Friday, January 20, 2017

THE PRAIRIE EDITOR: President Trump

Every formal occasion that puts a new person in the position
of president of the United States brings with it an
accompanying and need-to-get used-to usage of juxtaposing
the person’s name with the title of office. In 2001, it was not
quite so because in spite of the closeness of the race, and the
delay in deciding who had won, the new president had the
same surname as his father who had been president only
eight years before.

It will take some time for many Americans to become
accustomed to “President Trump” --- especially so because
his election was so unexpected and controversial.

If anyone doubted that he would not arrive with such
surprising force as he did during his campaign for the
Republican Party nomination, and later in his campaign
against the Democratic party nominee Hillary Clinton, they
were disabused of this by the new president’s bold and
clear inaugural remarks following his swearing-in.

His speech might have lacked the memorable eloquent
phrases of a Lincoln, Franklin Roosevelt or John Kennedy
opening address, but it was in its simplicity and directness as
notable a speech as most others.

The aforementioned presidents each ushered in a new political
era, and so does President Trump.
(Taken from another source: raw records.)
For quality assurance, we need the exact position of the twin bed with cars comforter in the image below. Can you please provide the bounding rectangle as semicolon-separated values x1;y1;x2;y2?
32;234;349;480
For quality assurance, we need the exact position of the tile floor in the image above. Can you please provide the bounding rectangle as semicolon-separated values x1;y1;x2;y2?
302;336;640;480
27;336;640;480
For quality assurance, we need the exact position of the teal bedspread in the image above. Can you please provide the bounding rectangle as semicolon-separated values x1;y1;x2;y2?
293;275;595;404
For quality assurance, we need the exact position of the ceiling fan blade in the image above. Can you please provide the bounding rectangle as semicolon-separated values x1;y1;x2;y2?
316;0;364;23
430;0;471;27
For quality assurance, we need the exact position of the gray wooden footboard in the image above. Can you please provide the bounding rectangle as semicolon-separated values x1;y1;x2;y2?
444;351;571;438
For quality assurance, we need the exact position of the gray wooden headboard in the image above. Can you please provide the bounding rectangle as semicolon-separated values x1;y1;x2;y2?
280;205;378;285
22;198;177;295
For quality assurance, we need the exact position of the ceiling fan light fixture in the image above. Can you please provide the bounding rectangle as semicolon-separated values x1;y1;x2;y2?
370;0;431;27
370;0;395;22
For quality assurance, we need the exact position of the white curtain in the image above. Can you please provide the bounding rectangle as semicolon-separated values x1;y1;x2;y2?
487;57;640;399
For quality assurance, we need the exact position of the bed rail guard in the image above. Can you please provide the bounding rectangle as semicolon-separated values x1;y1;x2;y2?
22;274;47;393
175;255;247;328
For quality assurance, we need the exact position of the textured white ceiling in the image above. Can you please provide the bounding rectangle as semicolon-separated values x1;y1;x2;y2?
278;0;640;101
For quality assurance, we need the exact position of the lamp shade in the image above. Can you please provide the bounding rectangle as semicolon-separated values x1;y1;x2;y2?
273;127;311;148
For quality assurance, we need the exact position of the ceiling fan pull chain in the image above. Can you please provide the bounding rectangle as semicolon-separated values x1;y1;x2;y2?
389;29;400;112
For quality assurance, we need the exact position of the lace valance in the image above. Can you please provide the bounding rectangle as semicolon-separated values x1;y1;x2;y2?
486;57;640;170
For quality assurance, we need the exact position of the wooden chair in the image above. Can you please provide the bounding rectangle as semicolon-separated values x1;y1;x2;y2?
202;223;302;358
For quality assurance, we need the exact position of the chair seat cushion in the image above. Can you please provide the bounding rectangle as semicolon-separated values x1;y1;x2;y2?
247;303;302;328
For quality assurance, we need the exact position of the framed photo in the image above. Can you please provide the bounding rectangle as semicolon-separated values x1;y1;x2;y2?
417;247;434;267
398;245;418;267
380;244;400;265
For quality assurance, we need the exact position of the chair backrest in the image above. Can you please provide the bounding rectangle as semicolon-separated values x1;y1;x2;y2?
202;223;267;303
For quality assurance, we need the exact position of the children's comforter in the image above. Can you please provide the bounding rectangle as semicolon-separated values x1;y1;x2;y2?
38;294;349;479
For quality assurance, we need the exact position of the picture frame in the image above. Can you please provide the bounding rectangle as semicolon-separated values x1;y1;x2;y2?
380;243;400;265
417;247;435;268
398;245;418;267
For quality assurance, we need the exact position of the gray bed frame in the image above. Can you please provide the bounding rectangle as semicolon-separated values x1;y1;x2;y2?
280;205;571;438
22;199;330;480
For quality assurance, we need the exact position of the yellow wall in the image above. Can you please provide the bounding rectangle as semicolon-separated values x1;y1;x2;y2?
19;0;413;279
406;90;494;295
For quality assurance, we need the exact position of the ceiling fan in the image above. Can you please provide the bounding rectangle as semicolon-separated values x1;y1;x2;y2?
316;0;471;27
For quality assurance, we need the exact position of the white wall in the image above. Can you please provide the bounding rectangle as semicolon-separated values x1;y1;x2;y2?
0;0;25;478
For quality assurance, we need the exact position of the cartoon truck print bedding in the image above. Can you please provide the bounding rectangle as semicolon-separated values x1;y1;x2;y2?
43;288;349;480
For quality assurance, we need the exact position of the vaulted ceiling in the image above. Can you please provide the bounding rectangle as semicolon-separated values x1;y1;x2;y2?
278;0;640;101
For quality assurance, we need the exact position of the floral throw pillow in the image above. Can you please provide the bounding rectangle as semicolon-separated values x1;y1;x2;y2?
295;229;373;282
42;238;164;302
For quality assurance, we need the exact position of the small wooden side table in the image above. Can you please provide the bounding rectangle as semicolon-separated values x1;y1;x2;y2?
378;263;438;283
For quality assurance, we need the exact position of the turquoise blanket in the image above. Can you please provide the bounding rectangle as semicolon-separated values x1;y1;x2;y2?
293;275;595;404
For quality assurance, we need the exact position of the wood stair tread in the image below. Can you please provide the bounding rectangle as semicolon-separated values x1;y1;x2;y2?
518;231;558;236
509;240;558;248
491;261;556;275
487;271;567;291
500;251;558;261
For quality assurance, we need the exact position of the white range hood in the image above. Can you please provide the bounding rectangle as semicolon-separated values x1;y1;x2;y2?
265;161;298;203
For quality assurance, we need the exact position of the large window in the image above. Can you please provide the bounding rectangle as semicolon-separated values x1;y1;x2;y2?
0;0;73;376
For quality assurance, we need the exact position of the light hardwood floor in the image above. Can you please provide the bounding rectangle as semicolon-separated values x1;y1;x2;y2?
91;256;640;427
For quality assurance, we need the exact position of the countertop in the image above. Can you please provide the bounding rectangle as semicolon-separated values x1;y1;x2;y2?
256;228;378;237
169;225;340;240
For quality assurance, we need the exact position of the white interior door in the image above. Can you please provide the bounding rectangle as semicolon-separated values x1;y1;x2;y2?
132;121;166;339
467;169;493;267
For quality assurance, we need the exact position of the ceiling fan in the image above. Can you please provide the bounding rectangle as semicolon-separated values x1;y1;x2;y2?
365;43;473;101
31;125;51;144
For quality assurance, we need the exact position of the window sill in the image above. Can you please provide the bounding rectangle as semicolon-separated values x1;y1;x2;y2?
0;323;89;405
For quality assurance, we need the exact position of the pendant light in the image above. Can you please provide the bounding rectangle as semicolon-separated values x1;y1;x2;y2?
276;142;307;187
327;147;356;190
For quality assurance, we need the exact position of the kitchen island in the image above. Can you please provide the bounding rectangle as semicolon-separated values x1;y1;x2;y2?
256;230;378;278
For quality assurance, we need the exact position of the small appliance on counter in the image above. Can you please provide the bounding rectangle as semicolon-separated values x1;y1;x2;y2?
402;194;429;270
What made his remarks
distinctive was their lack of traditional partisanship, and their
notice to the establishments on all sides, that a serious reform
approach was coming across the national board.

Nevertheless, any speech is just so many words, especially if
behind them in due course there is not a performance of change.
In the case of the new president, he creates high expectations for
his performance even if there has not yet been a high expectation
for ability to be a strong and effective president.

The hostile media which so unseemly opposed his candidacy, and
even more unseemly has attacked him before he took office, wished
for another speech --- a speech which in effect he confessed that his
campaign for president was not going to be like his actual service
in the office. His answer to them, and all others who wished for
something conventional, was to declare that his goals and concerns
expressed in running for president were the same as his program
for being president.

Many Americans do not agree with President Trump, just as many
Americans did not agree with Presidents Lincoln, Roosevelt and
Kennedy. The burden of proof now shifts to the new president,
his administration and his party majorities in Congress, to justify
their words and the expectations those words created.

It is no small task to change the trend to over-centralization of
U.S. government in the nation’s capital, to reform a growing and
intrusive federal bureaucracy, and most of all, to revive a
sluggish economy in which so many vulnerable Americans are
unemployed. It will be no small challenge to navigate the vital
interests of the nation through a complex and dangerous maze of
global interests and forces.

President Trump has his strong supporters who are confident he
will deliver on his promises. He also has strong opponents who
are confident he will fail. But most importantly, there are even
more Americans who simply, and out of understandable
self-interest, wish him well, and the skills to succeed. Those
performances are now immediately ahead.

Let this new show on the national stage begin.